O grupo que faz esse resgate é composto por sete integrantes, todos moradores da Rocinha. A principal ferramenta de pesquisa é o próprio morador, que pode enviar fotos e documentos, que depois de digitalizados, voltam para ele. Outra forma de preservar a memória coletiva ocorre por meio de histórias contadas oralmente por moradores mais antigos. O museu possui um blog na internet, abastecido com textos sobre a Rocinha e com as informações dos eventos do projeto. Para o historiador Fernando Ermiro, um dos fundadores do museu, esse resgate é importante porque dá a todos o direito de conhecer o seu passado.
“É uma questão de direito. A pessoa tem o direito à memória, ela tem o direito à cultura, ela tem o direito ao seu dizer, direito à sua oralidade, mas não é que a memória esteja ligada ao território, ela está ligada àqueles moradores que lá estiveram, aqueles moradores que lá estão. Eles têm um orgulho de contar a sua própria história.”, explica Fernando.
O museu, que ainda não tem sede fixa, está trabalhando junto à Prefeitura do Rio de Janeiro para conseguir um dos terrenos que estão sendo desapropriados no Laboriaux, na parte alta da Rocinha. O intuito é que o local guarde o acervo de aproximadamente 2.000 peças e que sirva como um local de referência. Porém, mesmo com uma possível sede, o intuito é que o museu seja de percurso.
“A nossa ideia é que o acervo seja a casa do próprio morador. Você forma uma parceria para que ele abra a casa para exposição ou uma parte da casa para contar um pedaço da história da Rocinha. É possivel que em cada localidade tenha um morador para ajudar nesse trabalho.”, conta Ermiro.
O historiador conta que o serviço feito não á patrocinado e que todos os recursos captados vêm de editais públicos de orgãos do Governo. Para manter o sonho vivo, o projeto também conta com a ajuda de parceiros, como: Laboratório de Educação e Patrimônio Cultural (LABOEP), da Universidade Federal Fluminense (UFF); Instituto Moreira Salles; C4 Biblioteca Parque da Rocinha; Quadra da Acadêmicos da Rocinha e das escolas municipais locais.
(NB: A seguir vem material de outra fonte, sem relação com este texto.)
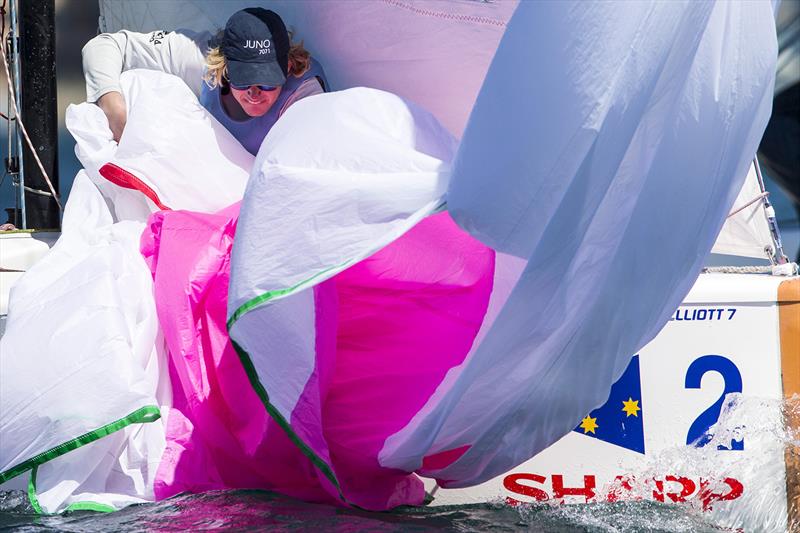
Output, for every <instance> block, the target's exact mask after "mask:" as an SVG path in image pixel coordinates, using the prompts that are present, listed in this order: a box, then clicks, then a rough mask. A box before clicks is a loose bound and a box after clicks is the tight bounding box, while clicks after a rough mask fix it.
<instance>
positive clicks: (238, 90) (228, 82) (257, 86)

Recentemente, o grupo organizou a exposição “Ambulantes – Ontem e Hoje”, que está aberta para visitação na C4 Biblioteca Parque da Rocinha até o fim de julho. O trabalho surgiu com a vontade de celebrar o dia do trabalhador com os moradores e foi concebido após uma releitura das fotos de ambulantes feitas pelo fotógrafo Marc Ferrez, em 1989, na cidade do Rio de Janeiro. Os registros fotógraficos da época serviram como base para as novas fotos com os vendedores de rua da Rocinha.
O jornalista e fotógrafo Flávio Carvalho, que trabalha na C4 Biblioteca Parque e fez as fotos da exposição, disse que recebeu esse convite com muita alegria. Poder contar a história dos ambulantes, e também a do seu pai, foi importante, porque deu visibilidade a eles.
“Eu achei muito interessante poder fazer isso pelo meu pai, para contar um pouco da historia dele, que faz parte desse projeto. Eu queria valorizar esses comerciantes. Acho muito bonito a gente tentar fazer uma divulgação do trabalho dessas pessoas. Fazer com que as pessoas parem para ver, por exemplo, o quanto de comerciante tem ali no Boiadeiro.”, conta Flavio.
Os integrantes do grupo Museu Sankofa de História e Memória da Rocinha já planejam os próximos eventos. Ainda este ano acontecerá um “Chá de Museu”, uma tarde em que as pessoas podem trazer objetos, conversar e trocar informações sobre o passado da Rocinha. A intenção do grupo é que o evento ocorra a cada três meses. Outro plano é promover o Memória Feminina em Três Tempos, com as mulheres de ontem, de hoje de amanhã, para que elas possam contar suas próprias histórias, a partir do ponto de vista feminino.
O projeto é aberto para qualquer pessoa que queira participar como organizador ou para quem quer oferecer documentos, fotos ou objetos que contribuam para resgatar a memória coletiva da Rocinha.